An angel investor, sometimes just referred to as an angel, is an individual who invests private funds in a company or product for personal reasons. The term is sometimes contrasted with venture capital investors, who provide seed capital for similar things from corporate or partnership funds, with financial gain the main motive. Motivations for angel investors include interest in a particular area or a belief in the product, as well as more personal reasons.
An active investor is one that has an explicit or implicit objective of “beating the market.” In simple terms, the word active means that an investor will try to pick investment securities that can outperform a broad market index. These individuals have a high-risk tolerance and less of a need for security. Active investors are more likely to invest on the basis of their experience and expertise and believe that they know more than their advisor does.

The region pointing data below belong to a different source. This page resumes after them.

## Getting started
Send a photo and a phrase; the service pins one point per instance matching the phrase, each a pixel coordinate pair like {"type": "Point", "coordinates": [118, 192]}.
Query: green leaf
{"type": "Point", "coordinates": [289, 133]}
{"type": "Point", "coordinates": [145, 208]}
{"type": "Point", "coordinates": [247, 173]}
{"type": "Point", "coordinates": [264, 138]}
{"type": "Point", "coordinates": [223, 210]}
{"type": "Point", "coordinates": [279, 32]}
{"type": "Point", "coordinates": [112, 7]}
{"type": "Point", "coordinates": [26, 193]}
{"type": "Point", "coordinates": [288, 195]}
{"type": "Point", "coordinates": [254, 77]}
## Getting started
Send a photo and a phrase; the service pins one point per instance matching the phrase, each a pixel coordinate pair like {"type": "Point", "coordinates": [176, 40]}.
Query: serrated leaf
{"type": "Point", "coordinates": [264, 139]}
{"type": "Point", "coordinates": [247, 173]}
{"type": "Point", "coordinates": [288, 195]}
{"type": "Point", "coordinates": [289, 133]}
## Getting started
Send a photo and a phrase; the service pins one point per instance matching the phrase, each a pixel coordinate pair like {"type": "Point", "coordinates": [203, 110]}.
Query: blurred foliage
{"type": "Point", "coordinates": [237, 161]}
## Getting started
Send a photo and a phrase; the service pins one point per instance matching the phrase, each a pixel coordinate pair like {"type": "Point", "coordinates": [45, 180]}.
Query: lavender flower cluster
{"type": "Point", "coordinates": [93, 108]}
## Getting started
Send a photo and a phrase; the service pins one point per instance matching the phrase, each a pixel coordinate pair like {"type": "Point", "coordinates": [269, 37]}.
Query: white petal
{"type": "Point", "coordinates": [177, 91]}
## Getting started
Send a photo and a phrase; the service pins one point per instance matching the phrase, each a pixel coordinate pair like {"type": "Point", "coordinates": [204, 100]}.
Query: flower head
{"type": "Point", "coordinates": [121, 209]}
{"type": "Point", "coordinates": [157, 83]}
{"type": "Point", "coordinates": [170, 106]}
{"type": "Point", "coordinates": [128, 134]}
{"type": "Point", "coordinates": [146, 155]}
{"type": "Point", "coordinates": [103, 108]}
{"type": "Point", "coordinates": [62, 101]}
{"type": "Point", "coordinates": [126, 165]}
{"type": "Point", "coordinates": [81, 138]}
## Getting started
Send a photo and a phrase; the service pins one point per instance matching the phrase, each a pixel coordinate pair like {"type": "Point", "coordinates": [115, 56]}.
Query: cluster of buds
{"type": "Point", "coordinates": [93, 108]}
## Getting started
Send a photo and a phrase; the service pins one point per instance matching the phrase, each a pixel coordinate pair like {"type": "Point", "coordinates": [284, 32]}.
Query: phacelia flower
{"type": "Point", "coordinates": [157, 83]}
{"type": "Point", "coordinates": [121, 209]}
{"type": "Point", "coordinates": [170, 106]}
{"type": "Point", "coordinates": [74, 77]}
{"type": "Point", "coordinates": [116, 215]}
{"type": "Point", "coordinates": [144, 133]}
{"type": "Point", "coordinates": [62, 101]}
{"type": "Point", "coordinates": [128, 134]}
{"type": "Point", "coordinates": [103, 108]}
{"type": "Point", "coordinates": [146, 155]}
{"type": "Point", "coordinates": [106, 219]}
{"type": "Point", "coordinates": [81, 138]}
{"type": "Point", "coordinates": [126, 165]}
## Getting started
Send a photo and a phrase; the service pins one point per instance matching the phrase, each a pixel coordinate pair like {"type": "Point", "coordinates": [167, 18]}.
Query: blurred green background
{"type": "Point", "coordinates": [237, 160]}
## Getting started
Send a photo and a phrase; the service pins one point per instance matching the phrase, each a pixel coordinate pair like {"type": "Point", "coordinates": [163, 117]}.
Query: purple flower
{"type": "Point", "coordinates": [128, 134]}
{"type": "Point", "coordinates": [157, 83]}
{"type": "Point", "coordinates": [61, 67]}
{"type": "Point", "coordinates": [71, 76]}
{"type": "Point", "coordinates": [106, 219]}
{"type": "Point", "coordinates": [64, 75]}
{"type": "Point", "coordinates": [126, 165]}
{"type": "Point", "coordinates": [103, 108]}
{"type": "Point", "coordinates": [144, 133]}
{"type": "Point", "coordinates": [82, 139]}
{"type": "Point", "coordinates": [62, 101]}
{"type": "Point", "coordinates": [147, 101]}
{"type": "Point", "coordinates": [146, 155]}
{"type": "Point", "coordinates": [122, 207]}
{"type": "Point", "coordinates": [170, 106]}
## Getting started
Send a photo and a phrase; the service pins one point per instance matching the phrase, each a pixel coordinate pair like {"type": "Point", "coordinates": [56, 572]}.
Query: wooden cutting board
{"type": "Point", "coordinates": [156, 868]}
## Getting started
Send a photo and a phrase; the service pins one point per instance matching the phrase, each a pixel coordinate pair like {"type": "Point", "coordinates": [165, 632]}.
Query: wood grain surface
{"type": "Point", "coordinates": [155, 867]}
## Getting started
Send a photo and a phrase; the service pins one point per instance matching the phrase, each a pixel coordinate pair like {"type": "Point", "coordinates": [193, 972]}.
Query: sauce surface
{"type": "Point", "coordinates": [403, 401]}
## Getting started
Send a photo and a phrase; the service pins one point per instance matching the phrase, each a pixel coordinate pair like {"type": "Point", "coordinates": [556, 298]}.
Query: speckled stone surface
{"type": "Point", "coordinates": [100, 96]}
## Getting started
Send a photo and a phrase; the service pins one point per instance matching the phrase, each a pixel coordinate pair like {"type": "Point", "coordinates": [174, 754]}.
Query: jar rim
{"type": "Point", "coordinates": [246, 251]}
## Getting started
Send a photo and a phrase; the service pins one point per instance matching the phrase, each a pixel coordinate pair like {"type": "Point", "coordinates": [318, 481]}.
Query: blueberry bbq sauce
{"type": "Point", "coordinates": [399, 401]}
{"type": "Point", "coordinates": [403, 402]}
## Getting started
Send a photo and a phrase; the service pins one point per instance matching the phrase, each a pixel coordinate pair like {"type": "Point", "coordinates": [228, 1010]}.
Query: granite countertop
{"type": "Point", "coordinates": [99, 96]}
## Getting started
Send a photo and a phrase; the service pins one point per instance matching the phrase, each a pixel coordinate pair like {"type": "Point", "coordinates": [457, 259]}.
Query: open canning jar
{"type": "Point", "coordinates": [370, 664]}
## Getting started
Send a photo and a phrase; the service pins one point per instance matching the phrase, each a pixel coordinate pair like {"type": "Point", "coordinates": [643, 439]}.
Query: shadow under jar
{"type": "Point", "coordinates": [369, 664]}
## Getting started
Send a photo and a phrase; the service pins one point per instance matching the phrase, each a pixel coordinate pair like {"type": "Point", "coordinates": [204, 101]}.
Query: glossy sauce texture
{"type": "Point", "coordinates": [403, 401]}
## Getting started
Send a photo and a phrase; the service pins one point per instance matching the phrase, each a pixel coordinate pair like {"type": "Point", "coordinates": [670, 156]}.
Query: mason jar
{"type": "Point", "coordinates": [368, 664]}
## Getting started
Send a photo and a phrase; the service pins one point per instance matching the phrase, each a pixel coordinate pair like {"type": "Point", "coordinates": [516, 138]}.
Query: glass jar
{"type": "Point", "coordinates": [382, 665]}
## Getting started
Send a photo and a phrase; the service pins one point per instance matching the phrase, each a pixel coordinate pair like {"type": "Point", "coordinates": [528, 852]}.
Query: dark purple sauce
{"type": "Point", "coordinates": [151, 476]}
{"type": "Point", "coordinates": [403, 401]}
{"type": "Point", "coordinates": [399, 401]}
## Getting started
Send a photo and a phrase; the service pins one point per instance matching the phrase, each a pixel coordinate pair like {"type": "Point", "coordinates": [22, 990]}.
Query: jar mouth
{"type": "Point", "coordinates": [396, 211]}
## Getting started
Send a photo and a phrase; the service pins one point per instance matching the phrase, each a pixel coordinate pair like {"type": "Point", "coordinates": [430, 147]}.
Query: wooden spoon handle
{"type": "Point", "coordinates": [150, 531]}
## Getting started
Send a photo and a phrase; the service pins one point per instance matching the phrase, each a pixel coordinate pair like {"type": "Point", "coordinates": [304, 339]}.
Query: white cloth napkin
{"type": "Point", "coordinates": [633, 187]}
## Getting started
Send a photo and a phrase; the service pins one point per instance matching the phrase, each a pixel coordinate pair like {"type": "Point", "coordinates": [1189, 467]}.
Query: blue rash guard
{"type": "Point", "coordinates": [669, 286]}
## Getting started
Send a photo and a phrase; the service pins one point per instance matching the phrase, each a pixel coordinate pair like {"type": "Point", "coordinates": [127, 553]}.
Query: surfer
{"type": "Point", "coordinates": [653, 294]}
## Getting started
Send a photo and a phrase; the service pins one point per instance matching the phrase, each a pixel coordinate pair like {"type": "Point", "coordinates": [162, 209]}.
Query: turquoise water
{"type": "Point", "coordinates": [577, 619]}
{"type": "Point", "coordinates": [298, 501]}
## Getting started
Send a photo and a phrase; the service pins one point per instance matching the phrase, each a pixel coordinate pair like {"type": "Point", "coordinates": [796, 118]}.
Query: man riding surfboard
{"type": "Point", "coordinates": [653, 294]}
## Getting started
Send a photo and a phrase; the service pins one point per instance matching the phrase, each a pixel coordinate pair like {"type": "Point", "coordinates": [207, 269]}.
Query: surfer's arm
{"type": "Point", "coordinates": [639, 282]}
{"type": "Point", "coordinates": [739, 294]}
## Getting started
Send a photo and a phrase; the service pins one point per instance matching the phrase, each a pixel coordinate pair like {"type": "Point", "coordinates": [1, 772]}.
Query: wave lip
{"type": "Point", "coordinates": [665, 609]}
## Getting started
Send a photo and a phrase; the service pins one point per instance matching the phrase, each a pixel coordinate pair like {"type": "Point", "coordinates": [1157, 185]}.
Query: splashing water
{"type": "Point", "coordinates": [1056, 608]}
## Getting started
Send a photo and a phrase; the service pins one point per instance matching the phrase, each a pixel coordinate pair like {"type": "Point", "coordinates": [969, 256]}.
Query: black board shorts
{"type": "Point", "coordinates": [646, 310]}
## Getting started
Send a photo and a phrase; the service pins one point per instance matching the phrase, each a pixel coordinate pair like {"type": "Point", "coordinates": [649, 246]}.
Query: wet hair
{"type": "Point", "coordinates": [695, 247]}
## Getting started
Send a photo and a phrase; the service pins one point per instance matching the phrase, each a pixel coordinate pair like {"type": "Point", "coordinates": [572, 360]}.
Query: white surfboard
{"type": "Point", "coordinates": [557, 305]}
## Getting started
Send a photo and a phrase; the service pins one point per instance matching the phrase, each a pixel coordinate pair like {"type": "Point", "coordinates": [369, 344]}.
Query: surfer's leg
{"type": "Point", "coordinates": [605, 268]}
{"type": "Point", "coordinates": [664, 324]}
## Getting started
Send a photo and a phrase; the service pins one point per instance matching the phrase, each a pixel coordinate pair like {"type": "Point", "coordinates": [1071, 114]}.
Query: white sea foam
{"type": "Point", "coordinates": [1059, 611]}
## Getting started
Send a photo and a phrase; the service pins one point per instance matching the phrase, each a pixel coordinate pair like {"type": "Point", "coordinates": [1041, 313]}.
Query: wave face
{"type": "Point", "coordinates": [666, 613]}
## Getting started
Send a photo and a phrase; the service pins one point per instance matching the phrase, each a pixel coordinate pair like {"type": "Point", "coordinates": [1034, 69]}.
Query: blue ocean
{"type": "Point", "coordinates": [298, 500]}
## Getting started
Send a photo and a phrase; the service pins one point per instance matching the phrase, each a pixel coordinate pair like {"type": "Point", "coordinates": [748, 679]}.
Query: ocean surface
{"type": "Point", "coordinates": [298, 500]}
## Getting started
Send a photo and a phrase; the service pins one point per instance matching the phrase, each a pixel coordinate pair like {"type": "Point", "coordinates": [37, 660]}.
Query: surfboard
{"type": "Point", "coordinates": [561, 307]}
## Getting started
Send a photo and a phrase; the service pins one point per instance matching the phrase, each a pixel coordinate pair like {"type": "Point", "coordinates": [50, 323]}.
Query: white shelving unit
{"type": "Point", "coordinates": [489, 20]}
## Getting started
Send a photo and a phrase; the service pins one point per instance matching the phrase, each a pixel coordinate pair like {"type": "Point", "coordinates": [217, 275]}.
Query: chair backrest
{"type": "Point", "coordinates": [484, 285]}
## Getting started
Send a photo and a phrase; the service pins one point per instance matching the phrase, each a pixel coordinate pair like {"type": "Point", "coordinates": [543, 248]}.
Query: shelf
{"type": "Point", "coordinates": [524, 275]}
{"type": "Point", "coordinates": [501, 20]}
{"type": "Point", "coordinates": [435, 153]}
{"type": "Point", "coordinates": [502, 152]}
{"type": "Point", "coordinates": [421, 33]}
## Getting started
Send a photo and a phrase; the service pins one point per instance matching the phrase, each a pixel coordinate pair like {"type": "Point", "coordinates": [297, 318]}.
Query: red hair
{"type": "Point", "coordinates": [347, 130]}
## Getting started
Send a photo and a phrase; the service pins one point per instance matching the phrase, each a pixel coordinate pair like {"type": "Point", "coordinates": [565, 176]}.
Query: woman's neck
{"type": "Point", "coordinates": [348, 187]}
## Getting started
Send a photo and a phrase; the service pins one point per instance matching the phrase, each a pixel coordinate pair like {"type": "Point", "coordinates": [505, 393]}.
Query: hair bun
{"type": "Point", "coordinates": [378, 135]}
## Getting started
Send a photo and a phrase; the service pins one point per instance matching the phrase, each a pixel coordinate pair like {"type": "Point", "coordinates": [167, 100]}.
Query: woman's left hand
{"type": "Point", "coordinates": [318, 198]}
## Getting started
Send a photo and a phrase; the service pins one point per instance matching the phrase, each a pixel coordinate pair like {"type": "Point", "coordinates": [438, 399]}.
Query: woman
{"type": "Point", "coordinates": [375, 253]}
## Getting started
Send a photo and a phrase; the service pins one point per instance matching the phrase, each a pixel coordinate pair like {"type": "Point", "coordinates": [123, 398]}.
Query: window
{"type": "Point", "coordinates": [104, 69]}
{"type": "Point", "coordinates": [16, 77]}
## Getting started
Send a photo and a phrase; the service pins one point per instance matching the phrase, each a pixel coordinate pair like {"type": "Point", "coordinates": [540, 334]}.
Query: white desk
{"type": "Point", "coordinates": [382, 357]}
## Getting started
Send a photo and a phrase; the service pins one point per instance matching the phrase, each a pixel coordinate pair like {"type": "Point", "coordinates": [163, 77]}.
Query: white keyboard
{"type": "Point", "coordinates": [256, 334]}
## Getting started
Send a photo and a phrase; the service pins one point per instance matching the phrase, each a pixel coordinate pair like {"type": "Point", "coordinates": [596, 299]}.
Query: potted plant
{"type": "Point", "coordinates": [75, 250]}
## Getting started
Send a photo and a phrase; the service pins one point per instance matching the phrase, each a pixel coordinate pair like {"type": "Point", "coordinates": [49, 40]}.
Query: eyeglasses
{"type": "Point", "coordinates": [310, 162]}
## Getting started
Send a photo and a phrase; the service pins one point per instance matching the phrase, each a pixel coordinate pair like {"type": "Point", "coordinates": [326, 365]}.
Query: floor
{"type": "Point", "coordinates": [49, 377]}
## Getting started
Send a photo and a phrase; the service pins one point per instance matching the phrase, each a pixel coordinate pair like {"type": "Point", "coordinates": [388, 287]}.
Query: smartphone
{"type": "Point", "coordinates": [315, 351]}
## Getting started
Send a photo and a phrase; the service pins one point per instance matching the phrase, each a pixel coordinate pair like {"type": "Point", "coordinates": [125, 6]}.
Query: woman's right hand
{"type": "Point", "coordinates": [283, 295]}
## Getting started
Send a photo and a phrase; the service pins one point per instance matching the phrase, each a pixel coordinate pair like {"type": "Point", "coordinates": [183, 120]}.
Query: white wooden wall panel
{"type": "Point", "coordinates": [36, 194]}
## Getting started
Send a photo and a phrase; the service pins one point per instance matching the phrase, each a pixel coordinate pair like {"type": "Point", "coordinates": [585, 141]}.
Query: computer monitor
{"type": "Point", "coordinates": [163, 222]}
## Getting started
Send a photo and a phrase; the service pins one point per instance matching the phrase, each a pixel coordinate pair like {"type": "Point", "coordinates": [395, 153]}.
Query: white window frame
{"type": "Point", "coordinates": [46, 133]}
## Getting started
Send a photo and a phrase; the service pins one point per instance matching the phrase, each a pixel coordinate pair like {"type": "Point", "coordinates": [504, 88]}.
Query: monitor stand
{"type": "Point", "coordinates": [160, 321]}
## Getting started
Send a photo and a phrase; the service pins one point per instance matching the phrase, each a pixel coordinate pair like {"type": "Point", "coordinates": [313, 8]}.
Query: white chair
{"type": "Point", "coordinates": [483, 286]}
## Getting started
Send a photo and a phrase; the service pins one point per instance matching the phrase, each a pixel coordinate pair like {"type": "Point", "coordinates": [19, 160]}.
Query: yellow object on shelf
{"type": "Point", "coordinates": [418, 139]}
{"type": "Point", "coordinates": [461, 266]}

They are less likely to delegate the maintenance of those parts of their investment portfolio in which they believe they have experienced or have had personal success. However, these individuals are more likely to be contrarian in their stock-picking habits and have less need to be completely diversified.
The passive investing strategy can be described by the idea that “if you can’t beat ‘em, join ’em.” Active investing is in contrast to passive investing, which will often employ the use of index funds and ETFs, to match index performance, rather than beat it.
Passive Investors are individuals who have become wealthy passively – by inheriting, by a professional career or by risking the money of others rather than their own money. To these investors, security is more important than risk. These investors are risk-averse, they tend to like diversified portfolios of investments in quality companies or investment products.
Emotional investors make decisions by impulse or hype and they have great difficulty disengaging from poor investments or cutting losses. Their investments are fueled by irrational exuberance and irrational pessimism. Emotional investors systematically overestimate their ability to predict the next move in the price of different stocks, take shortcuts, rely on stories rather than detailed data analysis; and end up taking excessive risks.
These investors are easily attracted to fashionable investments or ‘hot’ tips, and act with their heart and not their head. These investing strategies take in a large number of investors, however it is not required that you fall purely in one camp or another. As a practical matter, you will likely modify your investing philosophy as your life circumstances change.